Hillalum stared. “You would deceive me!” he shouted. The man drew back and watched him as if he were mad from the sun. Hillalum saw another man in the caravan walking over to investigate. “Erech is in Shinar!”

“Yes, it is. Were you not traveling to Shinar?” The other man stood ready with his staff.

“I came from—I was in—” Hillalum stopped. “Do you know Babylon?”

“Oh, is that your destination? That is north of Erech. It is an easy journey between them.”

“The tower—have you heard of it?”

“Certainly, the pillar to heaven. It is said men at the top are tunneling through the vault of heaven.”

Hillalum fell to the sand.

“Are you unwell?” The two caravan drivers mumbled to each other and went off to confer with the others. Hillalum was not watching them.

He was in Shinar. He had returned to the earth. He had climbed above the reservoirs of heaven and arrived back at the earth. Had Yahweh brought him to this place to keep him from reaching further above? Yet Hillalum still hadn't seen any signs, any indication that Yahweh noticed him. He had not experienced any miracle that Yahweh had performed to place him here. As far as he could see, he had merely swum up from the vault and entered the cavern below.

Somehow the vault of heaven lay beneath the earth. It was as if they lay against each other, though they were separated by many leagues. How could that be? How could such distant places touch? Hillalum's head hurt trying to think about it.

And then it came to him: a seal cylinder. When rolled upon a tablet of soft clay, the carved cylinder left an imprint that formed a picture. Two figures might appear at opposite ends of the tablet, though they stood side by side on the surface of the cylinder. All the world was as such a cylinder. Men imagined heaven and Earth as being at the ends of a tablet, with sky and stars stretched between; yet the world was wrapped around in some fantastic way so that heaven and Earth touched.

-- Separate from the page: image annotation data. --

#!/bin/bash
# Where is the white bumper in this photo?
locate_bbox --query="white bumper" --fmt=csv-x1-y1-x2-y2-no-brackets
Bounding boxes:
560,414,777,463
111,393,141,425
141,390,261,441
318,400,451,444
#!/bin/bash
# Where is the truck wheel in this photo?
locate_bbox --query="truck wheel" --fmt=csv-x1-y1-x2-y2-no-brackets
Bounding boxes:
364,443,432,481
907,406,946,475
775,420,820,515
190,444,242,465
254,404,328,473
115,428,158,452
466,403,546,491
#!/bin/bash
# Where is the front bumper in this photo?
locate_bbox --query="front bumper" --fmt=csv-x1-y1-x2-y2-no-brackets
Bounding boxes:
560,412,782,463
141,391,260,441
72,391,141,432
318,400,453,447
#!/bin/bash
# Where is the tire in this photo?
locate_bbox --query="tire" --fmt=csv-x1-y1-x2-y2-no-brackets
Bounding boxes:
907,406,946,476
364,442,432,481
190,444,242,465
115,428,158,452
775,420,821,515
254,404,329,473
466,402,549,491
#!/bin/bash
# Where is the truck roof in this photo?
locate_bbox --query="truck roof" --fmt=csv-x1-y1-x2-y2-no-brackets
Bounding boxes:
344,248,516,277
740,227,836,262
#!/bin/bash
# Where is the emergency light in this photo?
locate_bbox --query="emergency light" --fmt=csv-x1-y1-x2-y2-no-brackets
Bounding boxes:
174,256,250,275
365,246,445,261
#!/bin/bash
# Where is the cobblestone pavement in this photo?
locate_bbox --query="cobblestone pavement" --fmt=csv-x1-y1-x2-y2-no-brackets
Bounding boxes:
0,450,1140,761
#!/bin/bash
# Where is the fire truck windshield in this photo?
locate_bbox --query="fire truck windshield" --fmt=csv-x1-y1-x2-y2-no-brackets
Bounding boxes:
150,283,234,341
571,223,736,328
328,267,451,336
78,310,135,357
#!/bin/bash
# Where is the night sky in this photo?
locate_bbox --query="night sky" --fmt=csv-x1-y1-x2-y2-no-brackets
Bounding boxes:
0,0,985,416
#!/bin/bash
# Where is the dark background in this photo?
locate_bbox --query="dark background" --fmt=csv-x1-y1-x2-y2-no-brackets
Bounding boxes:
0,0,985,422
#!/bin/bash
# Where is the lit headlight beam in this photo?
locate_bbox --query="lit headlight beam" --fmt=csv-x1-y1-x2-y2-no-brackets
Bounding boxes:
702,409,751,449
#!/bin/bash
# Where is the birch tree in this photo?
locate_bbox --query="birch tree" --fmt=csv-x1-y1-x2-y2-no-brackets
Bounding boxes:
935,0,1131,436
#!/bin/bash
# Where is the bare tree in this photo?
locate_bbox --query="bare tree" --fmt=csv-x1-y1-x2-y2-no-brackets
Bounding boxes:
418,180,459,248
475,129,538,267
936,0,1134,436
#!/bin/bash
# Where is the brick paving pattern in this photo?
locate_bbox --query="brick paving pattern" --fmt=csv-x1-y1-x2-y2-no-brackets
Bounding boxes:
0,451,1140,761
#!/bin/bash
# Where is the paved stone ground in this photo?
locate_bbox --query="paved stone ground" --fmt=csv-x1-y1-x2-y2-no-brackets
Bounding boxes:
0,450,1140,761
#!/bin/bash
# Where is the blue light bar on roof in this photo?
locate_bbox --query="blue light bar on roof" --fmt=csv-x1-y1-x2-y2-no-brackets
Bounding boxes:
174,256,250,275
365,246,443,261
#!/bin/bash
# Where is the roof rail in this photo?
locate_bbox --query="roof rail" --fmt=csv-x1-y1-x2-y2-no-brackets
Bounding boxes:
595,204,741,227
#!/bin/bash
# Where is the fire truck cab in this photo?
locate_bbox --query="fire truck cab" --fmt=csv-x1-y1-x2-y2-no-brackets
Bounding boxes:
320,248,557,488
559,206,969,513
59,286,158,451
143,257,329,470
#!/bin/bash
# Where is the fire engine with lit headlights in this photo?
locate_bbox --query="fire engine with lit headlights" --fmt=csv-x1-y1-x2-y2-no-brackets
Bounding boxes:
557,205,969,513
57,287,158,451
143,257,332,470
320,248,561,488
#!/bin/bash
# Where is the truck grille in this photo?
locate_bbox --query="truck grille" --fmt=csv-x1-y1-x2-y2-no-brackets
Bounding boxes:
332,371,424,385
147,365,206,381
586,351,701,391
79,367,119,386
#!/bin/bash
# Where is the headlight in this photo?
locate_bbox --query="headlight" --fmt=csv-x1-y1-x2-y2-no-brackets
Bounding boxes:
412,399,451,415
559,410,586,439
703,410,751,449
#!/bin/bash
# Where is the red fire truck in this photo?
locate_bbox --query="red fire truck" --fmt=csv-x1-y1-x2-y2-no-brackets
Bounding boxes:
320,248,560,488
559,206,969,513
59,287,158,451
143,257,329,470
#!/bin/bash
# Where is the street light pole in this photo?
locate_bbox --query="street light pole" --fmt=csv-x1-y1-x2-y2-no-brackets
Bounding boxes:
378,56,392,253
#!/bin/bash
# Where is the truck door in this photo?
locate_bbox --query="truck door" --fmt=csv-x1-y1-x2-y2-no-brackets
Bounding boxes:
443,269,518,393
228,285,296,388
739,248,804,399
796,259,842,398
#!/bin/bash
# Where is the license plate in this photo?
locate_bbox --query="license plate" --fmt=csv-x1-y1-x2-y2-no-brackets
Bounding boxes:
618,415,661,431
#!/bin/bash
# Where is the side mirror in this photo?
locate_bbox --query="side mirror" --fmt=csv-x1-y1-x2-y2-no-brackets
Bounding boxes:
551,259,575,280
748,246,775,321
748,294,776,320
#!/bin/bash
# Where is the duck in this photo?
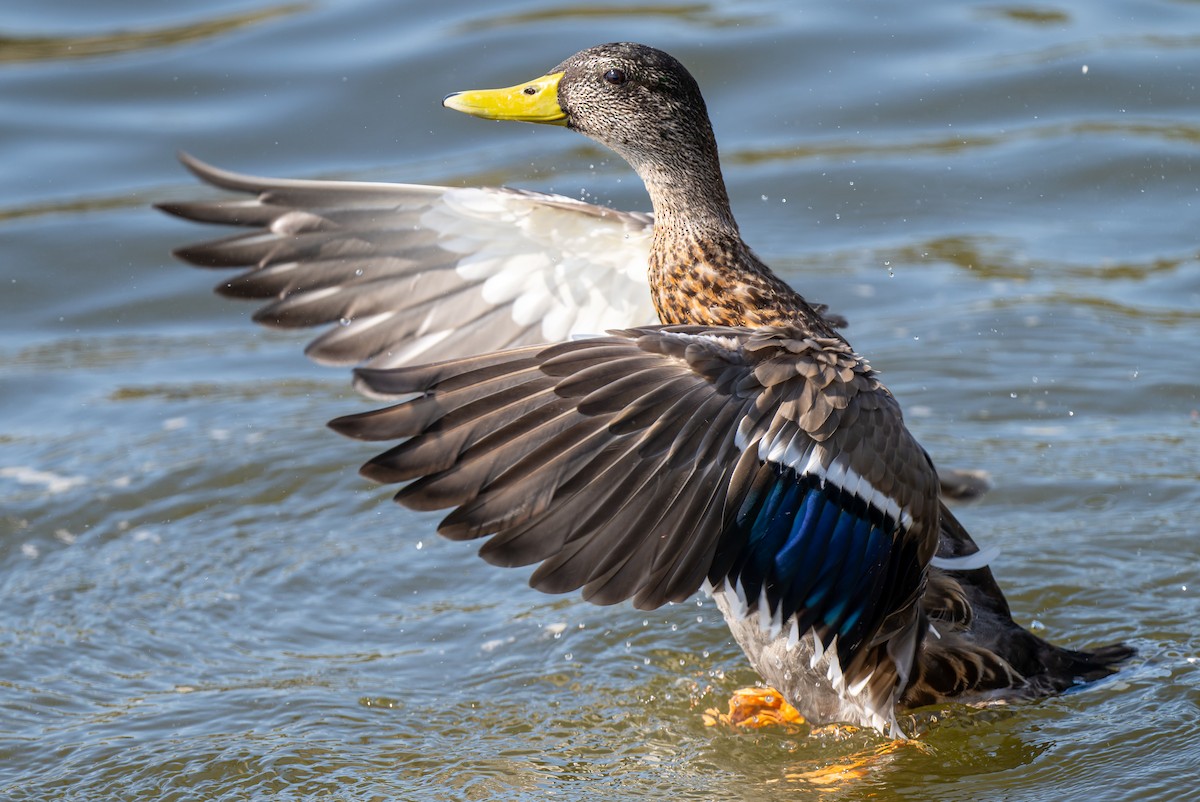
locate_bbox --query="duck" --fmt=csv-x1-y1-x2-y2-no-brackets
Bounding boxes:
161,42,1134,738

It was clear now why Yahweh had not struck down the tower, had not punished men for wishing to reach beyond the bounds set for them-for the longest journey would merely return them to the place whence they'd come. Centuries of their labor would not reveal to them any more of creation than they already knew. Yet through their endeavor, men would glimpse the unimaginable artistry of Yahweh's work, in seeing how ingeniously the world had been constructed. By this construction, Yahweh's work was indicated, and Yahweh's work was concealed.

Thus would men know their place.

Hillalum rose to his feet, his legs unsteady from awe, and sought out the caravan drivers. He would go back to Babylon. Perhaps he would see Lugatum again. He would send word to those on the tower. He would tell them about the shape of the world.